“RACHEL HEY RACHEL!!” panggil Nata yang terus mengejar Rachel hingga keluar kantor.
Tapi Rachel tidak berhenti, ia malah masuk ke dalam lift dan segera menutupnya. Nata menyusulnya, menekan-nekan tombol lift dengan arogan tapi pintu lift tidak lagi terbuka.
“Argh sial!” dengus Nata sambil memukul pintu lift dengan kasar.
“Masa dia tidak mendengarku!” Nata masih berujar dengan kesal, ia mengguyar rambutnya dengan kasar. Entah apa yang membuat Rachel lari darinya bahkan tidak menoleh saat ia panggil-panggil.
“Sejak kapan kamu berani menolak berbicara denganku?!” dengusnya lagi, tidak terima.
Alih-alih menunggu lift terbuka, Nata memilih menuruni tangga darurat dari lantai delapan menuju lantai satu. Ia berpikir kalau ia harus segera mengejar Rachel.
Di dalam lift, Rachel menangis sesegukan. Dadanya sesak saat melihat Nata tersenyum bahkan tertawa bersama wanita lain. Sementara saat bersamanya, apapun yang ia lakukan tidak pernah menarik minat Nata untuk tersenyum apalagi tertawa.
Apa yang salah dengan dirinya? Apa Nata setersiksa itu menikah dengannya?
Rachel terus mengurut dadanya yang terasa sesak. Ia tidak peduli pada seseorang yang memperhatikannya dari belakang. Baru kali ini ia menangis karena Nata, bukan karena Martha atau hal lainnya.
“Ding!”
Tiba di lantai satu, Rachel segera berlari keluar kantor. Ia mengusap air matanya dengan kasar. rinai air mata membuat pandangannya tidak jelas. Ia berjalan cepat sambil menunduk walau ia yakini beberapa pasang mata masih melihat bahunya yang sesegukan karena menangis.
“Taksi!” panggil Rachel, pada sebuah taksi yang terparkir tidak jauh dari tempatnya berdiri. Sepertinya ia baru menurunkan penumpang.
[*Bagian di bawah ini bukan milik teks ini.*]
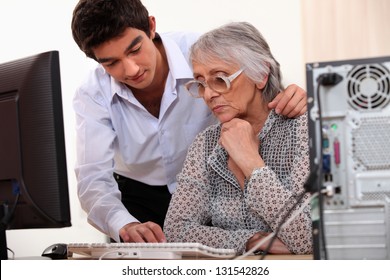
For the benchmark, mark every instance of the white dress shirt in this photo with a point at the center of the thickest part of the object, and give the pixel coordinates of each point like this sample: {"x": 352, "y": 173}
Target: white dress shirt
{"x": 115, "y": 133}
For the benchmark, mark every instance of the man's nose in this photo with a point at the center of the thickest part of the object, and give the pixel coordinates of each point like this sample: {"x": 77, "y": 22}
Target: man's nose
{"x": 131, "y": 68}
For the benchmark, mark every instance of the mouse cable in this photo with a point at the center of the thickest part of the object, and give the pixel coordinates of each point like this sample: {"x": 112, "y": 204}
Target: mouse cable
{"x": 281, "y": 226}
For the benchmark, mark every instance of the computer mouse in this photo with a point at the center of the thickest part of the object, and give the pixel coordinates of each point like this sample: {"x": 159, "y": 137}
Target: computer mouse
{"x": 56, "y": 251}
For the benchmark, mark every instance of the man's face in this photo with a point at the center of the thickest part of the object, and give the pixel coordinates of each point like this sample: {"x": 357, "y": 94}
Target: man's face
{"x": 130, "y": 58}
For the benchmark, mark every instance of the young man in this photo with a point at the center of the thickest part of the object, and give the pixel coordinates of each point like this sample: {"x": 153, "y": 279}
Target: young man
{"x": 135, "y": 120}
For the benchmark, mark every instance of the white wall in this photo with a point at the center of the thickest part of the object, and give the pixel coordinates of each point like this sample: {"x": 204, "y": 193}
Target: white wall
{"x": 29, "y": 27}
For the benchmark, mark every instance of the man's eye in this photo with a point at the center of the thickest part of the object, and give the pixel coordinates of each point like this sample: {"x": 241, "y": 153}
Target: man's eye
{"x": 111, "y": 64}
{"x": 135, "y": 51}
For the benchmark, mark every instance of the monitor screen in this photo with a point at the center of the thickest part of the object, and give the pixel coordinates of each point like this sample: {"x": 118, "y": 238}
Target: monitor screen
{"x": 33, "y": 172}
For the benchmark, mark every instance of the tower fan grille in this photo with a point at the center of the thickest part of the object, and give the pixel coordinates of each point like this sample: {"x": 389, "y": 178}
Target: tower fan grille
{"x": 368, "y": 87}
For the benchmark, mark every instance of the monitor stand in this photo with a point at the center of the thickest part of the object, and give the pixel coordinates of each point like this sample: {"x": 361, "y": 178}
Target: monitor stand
{"x": 3, "y": 237}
“RACHEL!!!” lagi suara Nata memanggilnya. Nata masih berlari berusaha mengejar Rachel.
Semakin terdengar suara Nata, Rachel semakin ingin menangis.
Ia tidak menimpalinya, malah tetap naik ke dalam taksi dan ingin segera pergi dari tempat ini. Baru Rachel naik ke dalam taksi dan akan berangkat, tiba-tiba saja,
“Berhenti!!” seru Nata yang menghadang taksi itu.
Nafasnya masih terengah karena berlari menuruni tangga untuk mengejar Rachel. Rachel sangat enggan melihat tatapan tajam suaminya yang terlihat jelas dari tempat duduknya.
“Berangkat aja pak.” Pinta Rachel. Rasanya ia ingin menjauh beberapa saat dari Nata.
“Maaf non, kalau seperti ini saya tidak bisa berangkat.” Ujar penggemudi taksi saat melihat Nata yang menopangkan tangannya ke kap mobil.
“Rachel, keluarlah. Kita perlu bicara.” Panggil Nata.
Ia berpindah ke sisi kiri pintu mobil sambil mengetuk kaca beberapa kali.
Rachel masih harus menyiapkan dirinya. Ia mengusap air mata dan air hidung yang rasanya tidak berhenti menetes. Entah mengapa mengalami hal seperti ini membuat Rachel sangat sedih. Apa mungkin karena ia sangat kecewa? Atau tengah cemburu?
“Rachel, baik sekarang atau nanti kita harus bicara. Jadi keluarlah sekarang!” lagi Nata memanggilnya.
__ADS_1
Rachel menatap bayangan suaminya dari dalam. Ia bisa melihat kepanikan Nata dari caranya berbicara.
“Diselesaikan dulu non, supaya perjalanannya tenang.” Ucap pengemudi taksi sambil memberikan selembar tissue.
“Kalau non masih perlu tumpangan, saya mangkal di sekitar sini kok.” Imbu laki-laki itu lagi.
“Makasih pak.” Rachel mengambil selembar tissue itu dari tangan pengemudi taksi untuk mengelap air matanya.
Benar juga, kalau perjalanannya tidak akan tenang saat pergi dalam kondisi seperti ini.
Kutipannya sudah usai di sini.